Hillel Academy brightens Chanuka for soldiers in Iraq

Hillel Academy brightens Chanuka for soldiers in Iraq

Hoping to shine some light for soldiers stationed at the Balad Air Force Base in Iraq, students from the Hillel Academy packed Chanuka care packages for the 30 soldiers stationed there.
A father of one of the students in the high school, a chaplain at the base, encouraged the idea for the package drive, which all the students in the school can participate in.
Andrew Cohen is stationed at the Balad Air Force Base; the busiest base for the U.S. military, it currently has about 20,000 active personnel.
“Our students got together and basically wanted to do something to thank those soldiers that are serving and protecting us,” said Adam Reinherz, director of student affairs for the Hillel Academy. “The students are packing care packages, which we will send over for Chanuka to show our appreciation.”
The packages will be filled with cards, letters and drawings done by the students at the academy. They will be sent to Cohen at the base. He will then distribute all of the students’ work to the other Jewish soldiers at the base.
Hillel Academy hopes that the packages will get to the soldiers by the first night of Chanuka, but it knows that that might not be possible.

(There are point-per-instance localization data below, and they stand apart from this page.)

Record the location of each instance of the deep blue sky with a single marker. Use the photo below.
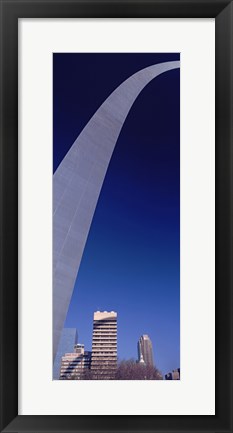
(131, 262)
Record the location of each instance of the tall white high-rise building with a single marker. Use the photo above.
(104, 345)
(145, 350)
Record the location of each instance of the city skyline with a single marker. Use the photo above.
(131, 259)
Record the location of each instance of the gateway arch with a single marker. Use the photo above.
(77, 183)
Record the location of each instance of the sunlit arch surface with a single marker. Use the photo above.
(77, 183)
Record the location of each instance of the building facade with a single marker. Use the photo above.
(173, 375)
(69, 338)
(145, 350)
(74, 365)
(104, 345)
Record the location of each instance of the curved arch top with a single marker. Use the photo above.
(77, 183)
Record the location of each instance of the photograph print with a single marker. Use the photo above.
(116, 216)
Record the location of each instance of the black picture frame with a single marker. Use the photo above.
(11, 11)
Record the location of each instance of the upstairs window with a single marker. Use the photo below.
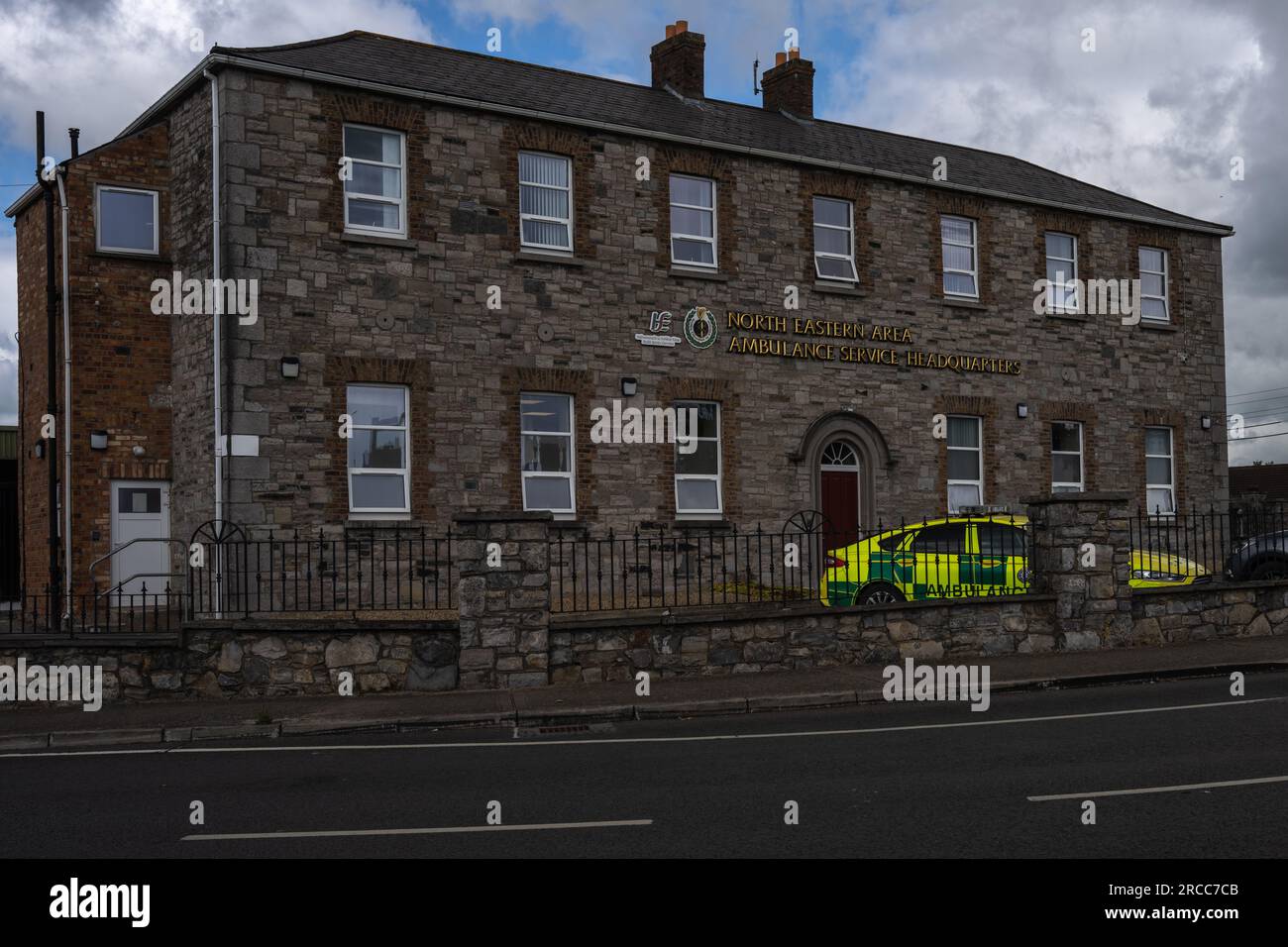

“We’re hoping it gets there the first night, but Chanuka is eight nights, so we just hope it gets there during the holiday,” Reinherz said.
Rabbi Nosson Sachs visited the Balad base about a year ago and was told just how much the gifts mean to the soldiers, even if they are from people they don’t know.
“Soldiers really enjoy stuff from children,” Reinherz said. “We just really want to communicate how much the kids appreciate what the soldiers are doing.”
Reinherz said that the packages for Chanuka fall at a perfect time. With the whole story about Chanuka being that there was enough oil to light the menora and bring warmth to those long ago, hopefully these cards will bring warmth to the soldiers.
“From something so small you can create such great warmth,” he said. “Our students are hoping that their small cards can help out on those dark days.”